Market Overview: Nifty 50 Futures
Nifty 50 Head and Shoulders on the monthly chart. The Nifty 50 made a strong bull bar and closed close to its high this month. It is currently trading close to the wedge-top pattern’s top. Bulls may expect this trend to continue until the measured move is reached, as the Nifty 50 has already shown a bull breakout of the head and shoulders. On the weekly chart, the Nifty 50 has also created a robust bull bar that closed close to the high, and the market is presently trading close to the top of the expanding triangle pattern. Be aware that large, strong bull bars near the end of a bull trend may indicate a sell climax rather than a continuation of the trend.
Nifty 50 futures
The Monthly Nifty 50 chart
- General Discussion
- Since the bears were unable to reverse and produce a bear breakout of the wedge top, bulls who were already holding long positions shouldn’t sell.
- Until the market exhibits a strong bear breakout of the wedge top, bears shouldn’t be selling.
- Traders without any open positions may proceed long with a modest stop-loss and a target.
- Deeper into the price action
- Over the previous ten bars, bulls were able to create strong, consecutive bull bars, while bears were unable to create strong, consecutive bear bars.
- This suggests that there is a significantly lower likelihood of a strong and successful bear breakout than there is of a strong bull breakout of the wedge top.
- Patterns
- A trader can exit out of a head and shoulders pattern at either of the following two levels. First, get out of the market when the move reaches the measured move equal to the shoulder height. If the market continue to exhibit strength, traders will wait until the market reaches the measured move that corresponds to the head’s height.
- The likelihood of a tight trading range near the top of the wedge-top pattern would rise if bulls are unable to produce a strong follow-through bar.

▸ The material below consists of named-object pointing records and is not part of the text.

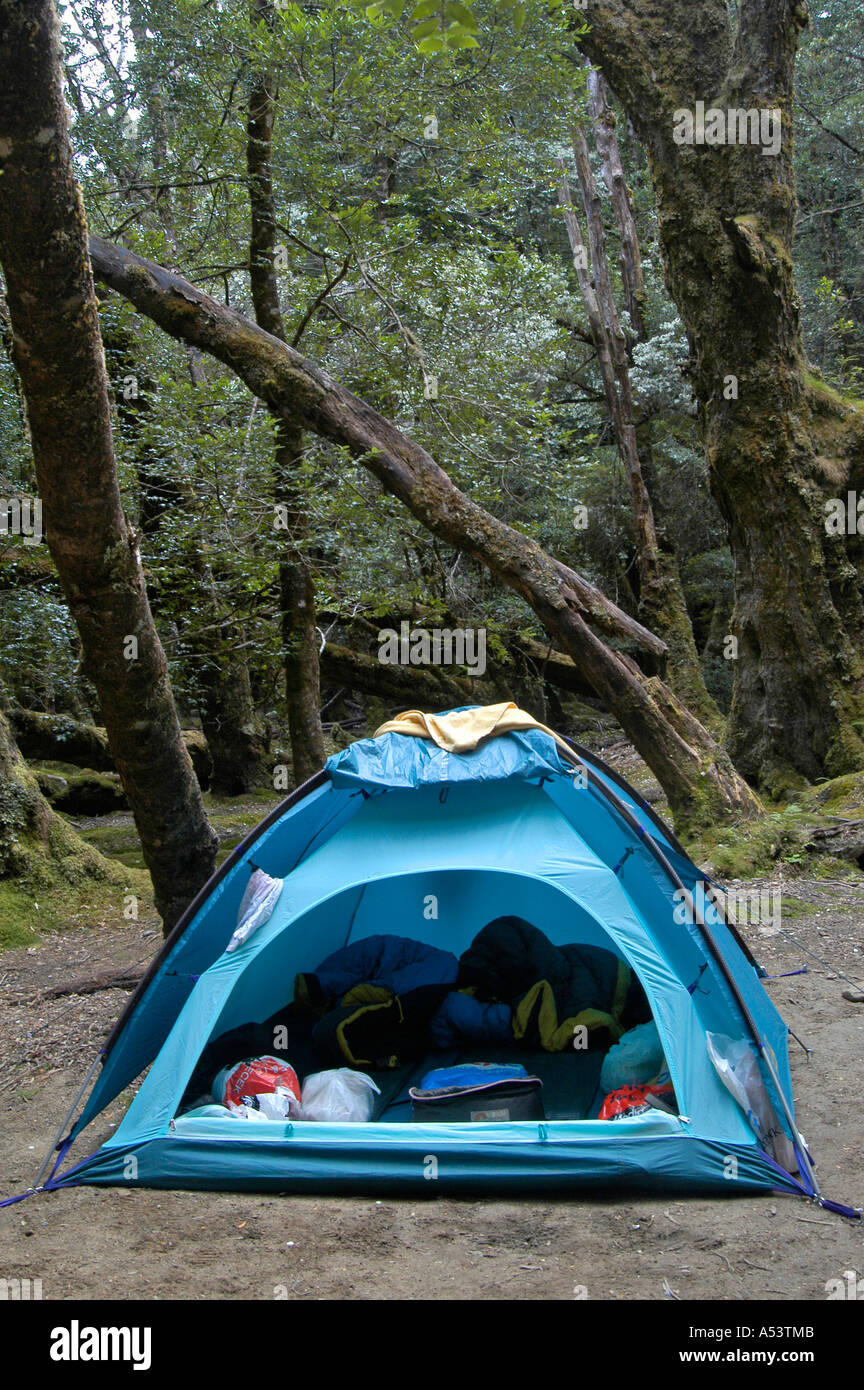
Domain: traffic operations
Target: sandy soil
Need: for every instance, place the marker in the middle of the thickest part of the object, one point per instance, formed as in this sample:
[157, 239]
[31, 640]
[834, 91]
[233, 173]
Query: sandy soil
[113, 1243]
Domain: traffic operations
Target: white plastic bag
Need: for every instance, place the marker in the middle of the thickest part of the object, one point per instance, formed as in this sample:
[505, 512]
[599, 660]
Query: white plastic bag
[635, 1059]
[339, 1096]
[736, 1065]
[256, 908]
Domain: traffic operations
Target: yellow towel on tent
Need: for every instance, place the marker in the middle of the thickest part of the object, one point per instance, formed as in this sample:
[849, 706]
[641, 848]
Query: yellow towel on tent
[464, 729]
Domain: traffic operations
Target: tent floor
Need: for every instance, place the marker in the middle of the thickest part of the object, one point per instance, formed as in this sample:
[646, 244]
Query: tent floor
[571, 1080]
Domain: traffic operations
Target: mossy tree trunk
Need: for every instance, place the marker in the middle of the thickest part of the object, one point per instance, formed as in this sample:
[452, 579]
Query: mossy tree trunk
[61, 364]
[36, 845]
[696, 774]
[778, 441]
[661, 605]
[296, 578]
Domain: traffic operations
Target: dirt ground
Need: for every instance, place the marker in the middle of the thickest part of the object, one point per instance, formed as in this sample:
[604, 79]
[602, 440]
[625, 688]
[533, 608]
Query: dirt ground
[110, 1243]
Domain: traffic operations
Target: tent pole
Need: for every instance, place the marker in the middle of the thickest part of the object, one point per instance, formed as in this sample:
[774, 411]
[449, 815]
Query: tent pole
[65, 1122]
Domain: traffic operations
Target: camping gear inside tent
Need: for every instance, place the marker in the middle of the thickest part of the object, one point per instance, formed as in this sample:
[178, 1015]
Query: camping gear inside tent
[418, 869]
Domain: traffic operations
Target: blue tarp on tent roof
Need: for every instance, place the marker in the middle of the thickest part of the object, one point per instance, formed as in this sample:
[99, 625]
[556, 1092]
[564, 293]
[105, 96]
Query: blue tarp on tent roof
[509, 827]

- A wedge top has a 25% chance of a successful bull breakout, meaning that 75% of wedge top bear breakouts are successful.
The Weekly Nifty 50 chart
- General Discussion
- Bulls with long positions may hold them until the market makes strong consecutive bear bars or reaches the breakout gap measured move.
- Bears shouldn’t sell until the market forms a strong bear bar, even though the strong bull bar may be a sell climax.
- Deeper into price action
- The market is heading sharply upward in the expanding triangle, indicating a possible sell climax.
- There is a good probability of a narrow trading range preceding a breakout whenever the market moves sharply in the direction of an important level (such as the top or bottom of a trading range, a channel, an expanding triangle, or measured moves).
- Take note that bears may begin selling in anticipation of a reversal and bulls must liquidate their positions if a strong bear bar follows a strong bull bar.
- Patterns
- The market is getting closer to both the expanding triangle’s high and the breakout gap measured move target.
- Based on the height of the strong bull bar, bears can anticipate a measured move lower if a strong bear bar follows the bull bar.